JUDGMENT
K.K. Usha, J.
1. This is an appeal from the order passed by the Company Law Board, Southern Region Bench, Chennai, in an application filed by the appellant. The appellant is a depositor in St. Mary’s Finance Ltd. (hereinafter referred to as “the company”). He made an application under Section 45QA(2) of the Reserve Bank of India Act, 1934 (hereinafter referred to as “the Act”), contending that the company failed to repay the deposit with interest therein as per the details furnished in the application. The Company Law Board, by its order dated May 24, 1999, took the view that since an application under Section 391 of the Companies Act filed by the company is pending before this court, it would not be appropriate for the Board to pass any order on the application till the disposal of the same. It was observed that if this court sanctions the scheme, then the applicant before the Board would be bound by the scheme and if, for any reason, this court does not approve the scheme, it is open to the applicant to move the Company Law Board for appropriate actions.
2. It is contended by learned counsel for the appellant that the Company Law Board has abdicated its jurisdiction under Section 45QA and it is under a misapprehension that when an application under Section 391 is pending before this court, no orders can be passed under Section 45QA of the Act.
3. We do not find any merit in this contention. On going through the order under challenge, we find that even though there is a reference to the overriding effect of the provisions contained under Chapter IIIB in the light of Section 45QA as a matter of fact, the Board has considered the application on the merits under Section 45QA. Sub-section (2) of Section 45QA reads as follows :
“Where a non-banking financial company has failed to repay any deposit or part thereof in accordance with the terms and conditions of such deposit, the Company Law Board constituted under Section 10E of the Companies Act, 1956 (1 of 1956), may, if it is satisfied, either on its own motion or on an application of the depositor, that it is necessary so to do to
safeguard the interests of the company, the depositors or in the public interest, direct, by order, the non-banking financial company to make repayment of such deposit or part thereof forthwith or within such time and subject to such conditions as may be specified in the order :
Provided that the Company Law Board may, before making any order under this sub-section, give a reasonable opportunity of being heard to the non-banking financial company and the other persons interested in the matter.”

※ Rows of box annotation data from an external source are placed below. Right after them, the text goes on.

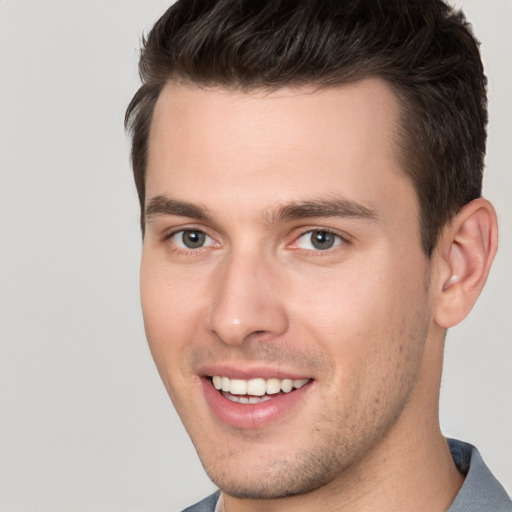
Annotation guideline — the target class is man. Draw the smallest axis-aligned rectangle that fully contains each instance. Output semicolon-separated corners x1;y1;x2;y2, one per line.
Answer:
126;0;511;512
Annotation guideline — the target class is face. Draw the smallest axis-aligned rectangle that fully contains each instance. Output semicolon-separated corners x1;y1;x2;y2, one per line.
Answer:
141;80;432;498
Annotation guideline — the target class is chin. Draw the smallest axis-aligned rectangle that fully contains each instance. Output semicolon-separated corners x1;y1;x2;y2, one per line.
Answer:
198;446;344;500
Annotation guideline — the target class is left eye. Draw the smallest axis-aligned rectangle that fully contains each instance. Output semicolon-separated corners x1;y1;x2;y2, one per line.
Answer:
170;229;214;249
296;229;343;251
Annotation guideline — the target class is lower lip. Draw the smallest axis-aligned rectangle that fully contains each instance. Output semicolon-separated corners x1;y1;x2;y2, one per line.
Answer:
201;378;311;429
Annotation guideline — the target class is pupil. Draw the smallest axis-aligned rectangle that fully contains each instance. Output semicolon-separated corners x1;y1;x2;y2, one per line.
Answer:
182;231;205;249
311;231;334;250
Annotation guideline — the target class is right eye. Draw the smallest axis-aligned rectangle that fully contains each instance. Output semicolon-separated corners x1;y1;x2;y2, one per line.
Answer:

4. It is clear from the above provision that while considering an application under Section 45QA, the Company Law Board has to take into consideration the necessity to safeguard the interest of the company and the depositors. It is necessary to look into public interest also. The power given under Sub-section (2) of Section 45QA is in the nature of a discretionary power to be exercised taking into consideration all the abovementioned aspects. A reading of paragraph 5 of the impugned order would show that the Company Law Board took into consideration the pendency of the proceeding under Section 391 of the Companies Act, before the High Court and the ultimate effect of an order to be passed by the High Court in an application on all the creditors including the applicant and also the company. It took into consideration the effect of such a scheme on all creditors including judgment-creditors and even on decrees passed before the scheme of composition was accepted by the court. We are of the view that reference to the proceeding under Section 391 is not an irrelevant consideration. In examining the question whether an individual application filed by a creditor is to be separately considered and relief granted, it is only just and proper for the Company Law Board to have taken into consideration the pendency of a proceeding under Section 391 of the Companies Act before this court. Therefore we are of the view that while exercising discretionary power under Section 45QA, the Company Law Board has not taken into consideration any irrelevant factor. Under these circumstances, the order passed cannot be described as one which is vitiated by any error of law or one passed in abdication of its jurisdiction under Section 45QA. The interest of the applicant had been further protected by the Company Law Board by observing that she is at liberty to move the Board, if, ultimately, the scheme is not approved by the High Court.
5. We find no merit in this appeal. In the result, the appeal fails and it stands dismissed.